15 Jan / I Am God by Giacomo Sartori, translated by Frederika Randall [in Booklist]
“I myself am astonished at what’s happening to me,” God – yes, that God – confesses. “I’m the same … I remain infallible, omniscient, omnipotent, omniwhatever. And yet, and yet …” Somehow, God’s fallen in love with “this damn Daphne”; she’s “a tall girl with purple pigtails who at every opportunity is shoving her arms up a cow’s ass,” albeit with purpose, as she’s a geneticist with a side gig in artificial bovine insemination.

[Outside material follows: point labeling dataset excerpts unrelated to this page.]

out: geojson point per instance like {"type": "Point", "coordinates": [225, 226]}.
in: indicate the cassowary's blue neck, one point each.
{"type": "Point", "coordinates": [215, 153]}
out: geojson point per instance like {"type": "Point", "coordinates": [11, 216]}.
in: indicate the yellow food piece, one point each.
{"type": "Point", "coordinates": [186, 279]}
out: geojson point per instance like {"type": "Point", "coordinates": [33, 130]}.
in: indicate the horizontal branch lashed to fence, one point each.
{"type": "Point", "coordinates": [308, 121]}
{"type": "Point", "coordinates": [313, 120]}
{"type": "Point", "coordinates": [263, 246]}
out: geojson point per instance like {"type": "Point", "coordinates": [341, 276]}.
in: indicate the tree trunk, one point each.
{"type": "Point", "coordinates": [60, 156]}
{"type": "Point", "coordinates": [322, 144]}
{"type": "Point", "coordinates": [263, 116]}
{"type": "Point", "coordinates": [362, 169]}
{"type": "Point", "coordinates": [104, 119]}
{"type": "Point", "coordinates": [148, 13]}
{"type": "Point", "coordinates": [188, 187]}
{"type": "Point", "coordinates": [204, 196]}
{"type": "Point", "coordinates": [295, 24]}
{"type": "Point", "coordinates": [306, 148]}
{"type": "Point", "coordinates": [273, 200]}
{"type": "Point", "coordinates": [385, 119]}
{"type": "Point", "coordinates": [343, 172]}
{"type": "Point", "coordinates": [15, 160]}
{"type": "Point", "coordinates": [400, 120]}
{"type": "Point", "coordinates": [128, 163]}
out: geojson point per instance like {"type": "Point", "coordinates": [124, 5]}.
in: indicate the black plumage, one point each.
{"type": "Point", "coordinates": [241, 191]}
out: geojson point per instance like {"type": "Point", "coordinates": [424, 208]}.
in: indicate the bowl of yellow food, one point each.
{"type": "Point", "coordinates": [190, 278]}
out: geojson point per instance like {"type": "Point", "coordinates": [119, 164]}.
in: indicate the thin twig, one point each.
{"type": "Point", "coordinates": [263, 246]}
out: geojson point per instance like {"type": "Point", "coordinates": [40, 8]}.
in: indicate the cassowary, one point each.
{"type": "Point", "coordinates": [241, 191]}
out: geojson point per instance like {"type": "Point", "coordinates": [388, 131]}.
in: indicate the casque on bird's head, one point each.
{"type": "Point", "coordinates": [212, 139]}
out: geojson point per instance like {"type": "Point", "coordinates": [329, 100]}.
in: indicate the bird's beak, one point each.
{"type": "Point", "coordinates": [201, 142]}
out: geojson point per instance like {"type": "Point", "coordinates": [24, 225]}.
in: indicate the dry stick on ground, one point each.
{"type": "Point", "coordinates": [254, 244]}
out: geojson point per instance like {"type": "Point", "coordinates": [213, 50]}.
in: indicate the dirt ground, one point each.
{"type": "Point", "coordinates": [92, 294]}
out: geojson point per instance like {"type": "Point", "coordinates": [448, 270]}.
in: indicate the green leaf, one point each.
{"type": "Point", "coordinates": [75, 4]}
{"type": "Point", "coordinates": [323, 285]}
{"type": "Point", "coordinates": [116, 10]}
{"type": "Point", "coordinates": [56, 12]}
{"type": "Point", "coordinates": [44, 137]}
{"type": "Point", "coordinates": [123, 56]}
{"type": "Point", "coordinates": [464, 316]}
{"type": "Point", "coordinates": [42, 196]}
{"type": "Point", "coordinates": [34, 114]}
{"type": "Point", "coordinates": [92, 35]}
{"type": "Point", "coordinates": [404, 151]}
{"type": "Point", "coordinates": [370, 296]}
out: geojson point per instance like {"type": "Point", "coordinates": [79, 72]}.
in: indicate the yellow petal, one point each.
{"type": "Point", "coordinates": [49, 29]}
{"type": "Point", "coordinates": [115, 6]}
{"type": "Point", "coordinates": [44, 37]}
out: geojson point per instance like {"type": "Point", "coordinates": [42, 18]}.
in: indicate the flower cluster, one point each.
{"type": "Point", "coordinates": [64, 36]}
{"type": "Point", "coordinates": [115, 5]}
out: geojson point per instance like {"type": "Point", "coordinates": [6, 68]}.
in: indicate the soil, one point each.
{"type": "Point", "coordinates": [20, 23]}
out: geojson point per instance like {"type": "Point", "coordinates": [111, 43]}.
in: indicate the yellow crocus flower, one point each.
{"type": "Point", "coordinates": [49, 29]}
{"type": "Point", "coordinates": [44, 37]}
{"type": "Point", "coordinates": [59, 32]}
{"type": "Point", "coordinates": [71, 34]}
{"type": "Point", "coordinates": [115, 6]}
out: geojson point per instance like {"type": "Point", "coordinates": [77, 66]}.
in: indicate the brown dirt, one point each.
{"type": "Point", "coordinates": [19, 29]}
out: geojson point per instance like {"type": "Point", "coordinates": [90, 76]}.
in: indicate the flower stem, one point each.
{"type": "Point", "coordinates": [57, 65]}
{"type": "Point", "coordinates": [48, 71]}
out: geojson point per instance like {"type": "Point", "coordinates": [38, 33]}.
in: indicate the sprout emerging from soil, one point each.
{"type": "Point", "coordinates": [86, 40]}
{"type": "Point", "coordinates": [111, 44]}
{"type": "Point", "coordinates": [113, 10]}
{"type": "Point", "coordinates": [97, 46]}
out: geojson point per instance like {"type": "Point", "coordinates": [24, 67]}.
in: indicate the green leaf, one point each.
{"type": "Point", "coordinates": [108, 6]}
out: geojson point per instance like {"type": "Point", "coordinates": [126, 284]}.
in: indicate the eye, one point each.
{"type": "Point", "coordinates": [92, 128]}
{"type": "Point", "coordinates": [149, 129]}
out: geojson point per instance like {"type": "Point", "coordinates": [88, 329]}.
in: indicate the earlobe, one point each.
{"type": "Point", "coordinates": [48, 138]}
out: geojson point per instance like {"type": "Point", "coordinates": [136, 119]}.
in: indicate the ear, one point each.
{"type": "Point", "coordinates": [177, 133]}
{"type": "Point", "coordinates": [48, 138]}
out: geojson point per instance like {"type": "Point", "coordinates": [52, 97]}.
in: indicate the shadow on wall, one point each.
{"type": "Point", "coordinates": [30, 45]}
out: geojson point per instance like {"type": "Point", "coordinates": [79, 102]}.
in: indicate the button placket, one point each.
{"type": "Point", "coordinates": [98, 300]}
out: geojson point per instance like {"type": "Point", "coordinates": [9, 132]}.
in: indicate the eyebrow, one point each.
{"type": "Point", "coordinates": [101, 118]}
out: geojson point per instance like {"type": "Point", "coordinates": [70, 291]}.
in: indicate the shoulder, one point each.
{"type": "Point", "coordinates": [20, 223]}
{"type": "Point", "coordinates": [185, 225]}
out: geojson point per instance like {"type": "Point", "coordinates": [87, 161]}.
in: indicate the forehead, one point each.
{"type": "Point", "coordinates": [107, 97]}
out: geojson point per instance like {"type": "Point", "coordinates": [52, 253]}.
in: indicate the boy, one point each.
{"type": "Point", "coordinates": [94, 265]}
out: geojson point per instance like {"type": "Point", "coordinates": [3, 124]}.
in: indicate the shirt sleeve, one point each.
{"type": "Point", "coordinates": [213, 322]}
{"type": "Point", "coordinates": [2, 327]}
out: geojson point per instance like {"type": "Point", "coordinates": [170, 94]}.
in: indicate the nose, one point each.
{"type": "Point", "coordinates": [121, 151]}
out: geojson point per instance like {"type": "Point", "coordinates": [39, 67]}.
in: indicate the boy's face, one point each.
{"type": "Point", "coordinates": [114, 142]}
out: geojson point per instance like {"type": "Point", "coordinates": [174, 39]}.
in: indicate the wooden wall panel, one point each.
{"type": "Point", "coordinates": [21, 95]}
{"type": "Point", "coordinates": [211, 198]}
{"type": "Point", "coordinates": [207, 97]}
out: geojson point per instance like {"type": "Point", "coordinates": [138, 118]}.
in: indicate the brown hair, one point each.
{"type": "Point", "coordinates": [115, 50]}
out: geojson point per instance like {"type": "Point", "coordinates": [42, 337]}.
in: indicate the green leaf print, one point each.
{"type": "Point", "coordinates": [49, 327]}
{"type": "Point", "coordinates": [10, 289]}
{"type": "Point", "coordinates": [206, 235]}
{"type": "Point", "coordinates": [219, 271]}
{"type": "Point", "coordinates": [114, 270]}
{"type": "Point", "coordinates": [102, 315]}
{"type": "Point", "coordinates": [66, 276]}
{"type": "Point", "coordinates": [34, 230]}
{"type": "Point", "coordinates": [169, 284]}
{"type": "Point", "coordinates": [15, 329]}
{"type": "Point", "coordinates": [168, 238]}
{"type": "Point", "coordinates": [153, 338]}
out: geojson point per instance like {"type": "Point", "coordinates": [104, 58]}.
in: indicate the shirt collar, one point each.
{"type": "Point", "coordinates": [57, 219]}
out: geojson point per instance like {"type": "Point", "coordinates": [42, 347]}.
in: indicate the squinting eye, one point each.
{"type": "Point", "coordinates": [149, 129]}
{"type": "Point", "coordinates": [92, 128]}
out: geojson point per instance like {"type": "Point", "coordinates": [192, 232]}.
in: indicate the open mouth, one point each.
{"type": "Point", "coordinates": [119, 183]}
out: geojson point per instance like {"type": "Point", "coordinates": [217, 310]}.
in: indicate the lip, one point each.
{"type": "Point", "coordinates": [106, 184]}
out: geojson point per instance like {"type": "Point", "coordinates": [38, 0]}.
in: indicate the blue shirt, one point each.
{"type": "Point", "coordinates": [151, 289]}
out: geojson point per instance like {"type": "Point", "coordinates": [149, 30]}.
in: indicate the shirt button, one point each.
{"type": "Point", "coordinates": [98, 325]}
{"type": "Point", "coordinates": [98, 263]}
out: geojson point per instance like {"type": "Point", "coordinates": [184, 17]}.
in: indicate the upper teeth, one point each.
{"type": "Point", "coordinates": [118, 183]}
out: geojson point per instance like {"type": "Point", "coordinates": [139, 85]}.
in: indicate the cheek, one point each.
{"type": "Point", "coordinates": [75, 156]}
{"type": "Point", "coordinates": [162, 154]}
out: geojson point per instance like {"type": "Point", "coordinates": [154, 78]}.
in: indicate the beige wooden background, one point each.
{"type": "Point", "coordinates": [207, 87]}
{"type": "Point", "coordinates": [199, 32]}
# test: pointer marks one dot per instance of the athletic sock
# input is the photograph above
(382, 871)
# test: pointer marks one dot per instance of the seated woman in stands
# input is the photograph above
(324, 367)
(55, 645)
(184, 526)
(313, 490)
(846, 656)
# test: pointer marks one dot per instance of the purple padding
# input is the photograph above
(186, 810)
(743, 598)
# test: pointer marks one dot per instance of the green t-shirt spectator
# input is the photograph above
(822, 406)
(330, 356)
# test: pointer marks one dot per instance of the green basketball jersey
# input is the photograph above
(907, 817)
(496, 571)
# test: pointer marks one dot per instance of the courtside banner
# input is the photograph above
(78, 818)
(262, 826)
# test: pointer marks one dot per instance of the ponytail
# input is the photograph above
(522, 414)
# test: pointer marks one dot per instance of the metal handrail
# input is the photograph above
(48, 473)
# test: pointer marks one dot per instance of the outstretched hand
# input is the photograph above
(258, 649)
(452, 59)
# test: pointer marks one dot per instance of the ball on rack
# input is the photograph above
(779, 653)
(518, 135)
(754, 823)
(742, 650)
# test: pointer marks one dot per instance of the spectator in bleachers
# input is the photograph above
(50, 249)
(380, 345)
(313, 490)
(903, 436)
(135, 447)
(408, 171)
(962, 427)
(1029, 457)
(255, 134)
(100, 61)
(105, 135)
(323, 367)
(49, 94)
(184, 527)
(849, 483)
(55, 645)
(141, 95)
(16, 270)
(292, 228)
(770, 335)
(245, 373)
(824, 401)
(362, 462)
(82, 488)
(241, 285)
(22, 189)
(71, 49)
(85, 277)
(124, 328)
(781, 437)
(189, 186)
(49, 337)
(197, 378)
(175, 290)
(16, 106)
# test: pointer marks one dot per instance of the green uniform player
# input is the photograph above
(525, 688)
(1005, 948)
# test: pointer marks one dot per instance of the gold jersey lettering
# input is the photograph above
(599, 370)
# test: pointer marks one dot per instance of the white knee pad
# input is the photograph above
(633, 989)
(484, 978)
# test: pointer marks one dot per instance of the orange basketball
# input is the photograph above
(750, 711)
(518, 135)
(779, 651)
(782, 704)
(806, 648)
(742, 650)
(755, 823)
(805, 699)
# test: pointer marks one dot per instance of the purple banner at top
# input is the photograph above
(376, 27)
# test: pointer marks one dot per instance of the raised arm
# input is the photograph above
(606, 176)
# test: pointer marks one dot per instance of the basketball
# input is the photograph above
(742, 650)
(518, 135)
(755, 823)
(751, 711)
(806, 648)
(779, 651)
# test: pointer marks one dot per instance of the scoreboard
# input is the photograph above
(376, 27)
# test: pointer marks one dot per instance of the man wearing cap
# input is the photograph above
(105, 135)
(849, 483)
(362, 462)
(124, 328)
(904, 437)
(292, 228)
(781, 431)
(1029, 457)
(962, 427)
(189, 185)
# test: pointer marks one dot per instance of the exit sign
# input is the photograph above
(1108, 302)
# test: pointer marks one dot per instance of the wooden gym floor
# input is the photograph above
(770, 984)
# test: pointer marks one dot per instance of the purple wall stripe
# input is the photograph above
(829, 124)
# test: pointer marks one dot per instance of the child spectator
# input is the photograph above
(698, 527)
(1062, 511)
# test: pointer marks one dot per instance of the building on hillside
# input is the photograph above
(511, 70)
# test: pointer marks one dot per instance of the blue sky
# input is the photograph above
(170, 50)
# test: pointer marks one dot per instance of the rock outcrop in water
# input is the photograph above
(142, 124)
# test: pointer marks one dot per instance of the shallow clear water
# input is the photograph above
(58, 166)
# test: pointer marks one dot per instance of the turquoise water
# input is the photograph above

She’s also “an incorrigible misbeliever who’s in favor of gay marriage and abortion on demand … and all she cares about is her own sexual satisfaction.” As a “militant atheist,” she just might have a virtual target on the Vatican. Plagued by “foolishness,” God’s taken to journaling, making his ruinous obsession an open book – in fact, this open book.
Italian novelist, poet, dramatist, and scientist Giacomo Sartori ruthlessly confronts the Catholic Church, hypermasculinity, environmental manipulation, capitalism, feel-good entitlement, and more, all in the name of God (whose perfection proves anything but). PEN/Heim Translation Fund-awarded Frederika Randall ensures that Sartori’s English-language debut conveys the full impact of Sartori’s scathing humor.